Films like Diamonds and Rust, Avant de Partir, negative space and Crazy remind us of the capabilities of documentaries. Documentaries have the ability to capture moments of reality that are too often overlooked, and the potential to be accomplished works of art that stand on their own. While narrative films come as an aesthetic package, documentaries can turn the significant into the revelatory.

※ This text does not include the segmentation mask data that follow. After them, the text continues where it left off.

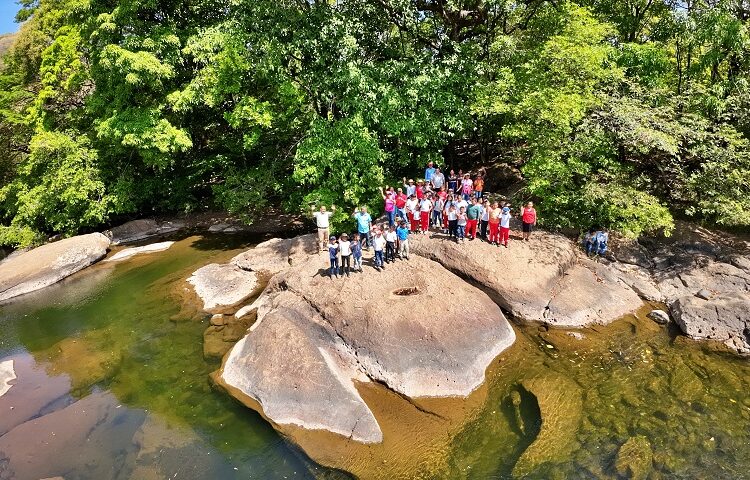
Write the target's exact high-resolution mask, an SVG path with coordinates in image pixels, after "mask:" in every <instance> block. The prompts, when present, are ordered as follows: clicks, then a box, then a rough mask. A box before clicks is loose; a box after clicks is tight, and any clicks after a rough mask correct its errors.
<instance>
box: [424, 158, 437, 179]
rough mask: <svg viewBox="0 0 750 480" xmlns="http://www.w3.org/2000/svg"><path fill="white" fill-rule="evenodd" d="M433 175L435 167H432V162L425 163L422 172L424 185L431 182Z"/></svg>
mask: <svg viewBox="0 0 750 480" xmlns="http://www.w3.org/2000/svg"><path fill="white" fill-rule="evenodd" d="M433 175H435V167H433V163H432V162H427V168H426V169H425V171H424V181H425V183H429V182H431V181H432V177H433Z"/></svg>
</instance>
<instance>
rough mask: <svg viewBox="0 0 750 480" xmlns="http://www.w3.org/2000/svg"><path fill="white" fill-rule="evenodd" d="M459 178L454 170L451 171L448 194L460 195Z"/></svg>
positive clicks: (448, 182) (448, 186) (450, 172)
mask: <svg viewBox="0 0 750 480" xmlns="http://www.w3.org/2000/svg"><path fill="white" fill-rule="evenodd" d="M458 178H459V177H458V176H457V175H456V172H455V171H454V170H451V171H450V173H449V174H448V192H450V194H451V195H455V194H456V193H458Z"/></svg>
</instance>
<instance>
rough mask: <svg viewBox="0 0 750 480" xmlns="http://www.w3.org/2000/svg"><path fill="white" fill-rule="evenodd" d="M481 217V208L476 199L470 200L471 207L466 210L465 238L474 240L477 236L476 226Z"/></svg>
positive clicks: (476, 199)
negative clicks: (465, 224) (466, 219)
mask: <svg viewBox="0 0 750 480" xmlns="http://www.w3.org/2000/svg"><path fill="white" fill-rule="evenodd" d="M481 216H482V206H481V205H479V201H478V200H477V199H476V198H472V199H471V205H469V208H468V209H466V219H467V221H466V236H467V237H469V240H474V239H475V238H476V236H477V224H478V223H479V219H480V218H481Z"/></svg>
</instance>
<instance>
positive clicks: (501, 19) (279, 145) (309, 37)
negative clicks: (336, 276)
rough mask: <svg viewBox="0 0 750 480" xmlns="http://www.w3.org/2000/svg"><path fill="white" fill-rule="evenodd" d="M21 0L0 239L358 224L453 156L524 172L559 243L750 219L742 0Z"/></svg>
mask: <svg viewBox="0 0 750 480" xmlns="http://www.w3.org/2000/svg"><path fill="white" fill-rule="evenodd" d="M24 2H25V3H24V8H23V9H22V11H21V12H20V14H19V19H20V20H27V21H26V23H25V24H24V25H23V27H22V29H21V32H20V33H19V35H18V36H17V38H16V41H15V46H14V48H13V49H12V50H11V51H10V52H9V53H8V54H7V55H6V56H5V57H4V59H3V67H2V70H1V71H0V243H2V244H13V245H24V244H28V243H31V242H33V241H35V240H36V239H37V238H40V236H41V235H44V234H47V235H48V234H52V233H64V234H74V233H75V232H78V231H82V230H86V229H90V228H95V227H97V226H99V225H101V224H103V223H107V222H111V221H115V220H117V219H119V218H124V217H126V216H129V215H130V216H132V215H136V214H148V213H153V212H174V211H189V210H193V209H201V208H214V207H218V208H225V209H227V210H229V211H230V212H233V213H236V214H240V215H242V216H243V217H244V218H246V219H247V220H248V221H251V219H252V217H253V216H254V215H255V214H256V213H258V212H261V211H263V210H264V209H266V208H267V207H268V206H269V205H282V206H284V207H285V208H287V209H290V210H296V211H307V210H309V206H310V204H313V203H316V202H325V203H328V204H330V203H334V204H336V205H338V206H339V209H338V212H339V213H338V218H337V220H338V221H343V219H344V218H345V217H346V213H348V212H349V211H351V209H352V208H353V207H354V206H356V205H358V204H362V203H369V204H370V205H371V206H373V207H377V206H379V204H380V195H379V194H378V192H377V189H378V188H379V187H380V186H381V185H382V184H383V183H387V179H393V178H399V177H400V175H402V174H409V173H411V174H412V175H413V174H414V172H417V171H421V169H422V168H423V166H424V164H425V163H426V162H427V161H428V160H435V161H437V162H438V163H445V162H446V161H447V160H448V157H450V161H451V162H453V163H455V165H456V166H463V167H464V168H467V169H470V168H473V167H476V166H477V165H478V164H480V163H481V164H482V165H488V164H491V163H493V162H494V163H497V162H508V163H512V164H513V165H516V166H520V168H521V172H522V174H523V176H524V180H525V187H524V189H523V190H522V191H521V192H520V193H519V195H520V196H522V197H523V199H524V200H525V199H534V200H537V201H538V202H539V204H540V213H541V219H542V222H543V223H545V224H546V225H547V226H548V227H551V228H556V227H577V228H585V227H588V226H590V225H593V224H601V225H608V226H610V227H612V228H616V229H618V230H620V231H622V232H624V233H626V234H628V235H632V236H637V235H639V234H641V233H642V232H652V231H658V230H663V231H665V232H667V233H668V232H669V231H670V229H671V227H672V224H673V221H674V220H673V217H674V216H675V215H679V216H690V217H693V218H695V219H698V220H701V221H705V222H710V223H713V224H717V225H723V226H739V227H743V226H748V225H750V144H749V143H748V142H749V141H750V108H749V107H750V34H749V33H748V17H750V2H748V1H744V0H687V1H679V0H601V1H589V0H583V1H579V2H566V1H560V0H556V1H553V0H547V1H545V0H524V1H520V2H518V1H508V0H335V1H334V0H274V1H267V0H228V1H221V2H219V1H215V0H196V1H192V2H180V1H174V0H150V1H146V2H140V1H133V0H24ZM459 146H460V147H461V148H459ZM456 152H463V153H460V154H459V153H456ZM466 152H468V153H466ZM472 152H477V153H472ZM496 183H497V182H496ZM500 183H502V182H500Z"/></svg>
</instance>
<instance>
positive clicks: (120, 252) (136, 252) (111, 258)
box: [104, 242, 174, 262]
mask: <svg viewBox="0 0 750 480" xmlns="http://www.w3.org/2000/svg"><path fill="white" fill-rule="evenodd" d="M173 244H174V242H159V243H152V244H151V245H144V246H143V247H132V248H126V249H124V250H120V251H119V252H117V253H115V254H114V255H112V256H111V257H109V258H107V259H105V260H104V261H105V262H119V261H121V260H125V259H127V258H130V257H133V256H135V255H141V254H144V253H154V252H163V251H164V250H167V249H168V248H169V247H171V246H172V245H173Z"/></svg>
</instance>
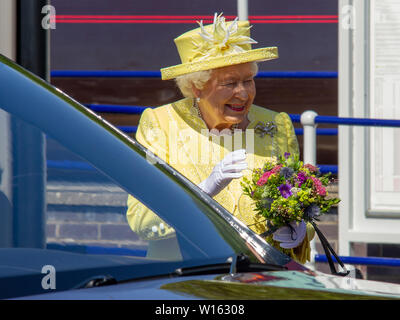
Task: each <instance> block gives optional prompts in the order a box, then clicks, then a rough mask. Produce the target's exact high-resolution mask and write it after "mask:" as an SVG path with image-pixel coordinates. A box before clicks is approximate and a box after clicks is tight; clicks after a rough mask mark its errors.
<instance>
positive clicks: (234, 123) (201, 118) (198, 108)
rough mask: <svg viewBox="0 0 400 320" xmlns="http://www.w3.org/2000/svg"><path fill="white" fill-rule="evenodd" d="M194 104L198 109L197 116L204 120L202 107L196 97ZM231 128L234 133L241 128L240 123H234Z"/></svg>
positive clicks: (232, 133)
mask: <svg viewBox="0 0 400 320" xmlns="http://www.w3.org/2000/svg"><path fill="white" fill-rule="evenodd" d="M193 106H194V108H195V109H196V111H197V116H198V117H199V118H200V119H202V120H203V121H204V118H203V116H202V115H201V112H200V108H199V105H198V104H197V101H196V99H194V101H193ZM204 123H205V121H204ZM229 130H231V133H232V134H233V133H234V132H235V130H240V128H239V123H234V124H233V125H232V126H231V127H230V128H229Z"/></svg>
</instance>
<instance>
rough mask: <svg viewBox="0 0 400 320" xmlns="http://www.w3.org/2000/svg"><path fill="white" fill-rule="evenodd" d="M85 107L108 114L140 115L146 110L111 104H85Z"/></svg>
mask: <svg viewBox="0 0 400 320" xmlns="http://www.w3.org/2000/svg"><path fill="white" fill-rule="evenodd" d="M85 106H86V107H88V108H89V109H91V110H93V111H95V112H110V113H128V114H141V113H143V111H144V110H145V109H147V108H151V107H144V106H123V105H111V104H85Z"/></svg>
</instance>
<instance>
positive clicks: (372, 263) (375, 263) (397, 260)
mask: <svg viewBox="0 0 400 320" xmlns="http://www.w3.org/2000/svg"><path fill="white" fill-rule="evenodd" d="M339 258H340V259H341V260H342V261H343V263H346V264H362V265H373V266H387V267H400V259H398V258H379V257H351V256H349V257H344V256H339ZM332 259H333V261H334V262H337V261H336V258H335V257H332ZM315 262H328V259H327V258H326V255H324V254H316V255H315Z"/></svg>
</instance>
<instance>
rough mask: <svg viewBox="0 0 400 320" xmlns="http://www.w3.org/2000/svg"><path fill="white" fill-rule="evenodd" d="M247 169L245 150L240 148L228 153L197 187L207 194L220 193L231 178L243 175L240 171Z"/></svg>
mask: <svg viewBox="0 0 400 320" xmlns="http://www.w3.org/2000/svg"><path fill="white" fill-rule="evenodd" d="M245 169H247V162H246V150H245V149H240V150H236V151H233V152H230V153H228V154H227V155H226V156H225V158H224V159H222V160H221V161H220V162H219V163H217V164H216V165H215V167H214V169H213V171H212V172H211V174H210V176H209V177H208V178H207V179H206V180H204V181H202V182H200V183H199V185H198V186H199V187H200V188H201V189H202V190H203V191H204V192H206V193H207V194H208V195H209V196H211V197H214V196H216V195H217V194H218V193H220V192H221V191H222V190H223V189H224V188H225V187H226V186H227V185H228V184H229V183H230V182H231V181H232V179H238V178H241V177H242V176H243V173H242V171H243V170H245Z"/></svg>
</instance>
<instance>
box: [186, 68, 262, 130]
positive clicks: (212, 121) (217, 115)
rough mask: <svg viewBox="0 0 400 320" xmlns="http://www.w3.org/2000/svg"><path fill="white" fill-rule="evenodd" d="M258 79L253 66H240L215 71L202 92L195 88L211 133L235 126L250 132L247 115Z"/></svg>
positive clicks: (203, 115) (201, 108)
mask: <svg viewBox="0 0 400 320" xmlns="http://www.w3.org/2000/svg"><path fill="white" fill-rule="evenodd" d="M254 76H255V68H254V66H253V64H252V63H244V64H238V65H233V66H228V67H223V68H219V69H215V70H213V72H212V74H211V78H210V80H208V81H207V83H206V84H205V85H204V88H203V89H202V90H199V89H197V88H193V91H194V94H195V96H196V97H198V98H200V102H199V108H200V112H201V115H202V117H203V120H204V121H205V122H206V124H207V126H208V128H209V129H214V128H215V129H218V130H223V129H226V128H230V127H231V126H232V125H233V124H239V127H240V128H242V129H245V128H246V126H247V124H248V119H247V114H248V112H249V109H250V106H251V105H252V103H253V101H254V97H255V95H256V87H255V83H254Z"/></svg>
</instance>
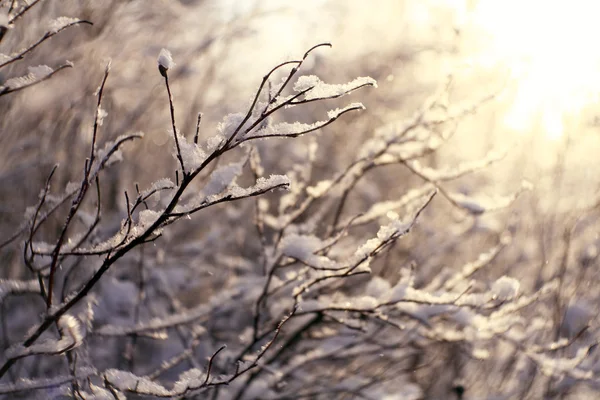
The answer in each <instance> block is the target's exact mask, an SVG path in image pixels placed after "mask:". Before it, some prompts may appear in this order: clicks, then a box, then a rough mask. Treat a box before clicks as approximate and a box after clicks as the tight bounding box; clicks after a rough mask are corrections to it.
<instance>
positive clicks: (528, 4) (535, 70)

A film is fulfilling its potential when it reminds us what a revolution in perception the motion picture can be. When the camera is as removed as possible, the documentary filmmaker can relay a point, an idea, or an emotion in such an immediate, visceral way that any other kind of film will momentarily seem obsolete. Perhaps no single documentary could ever fully realize the form's potential, because the possibilities are nearly limitless. But there are a number of films at DoubleTake that resonate in a way that only great documentaries can: They make all other films seem inconsequential.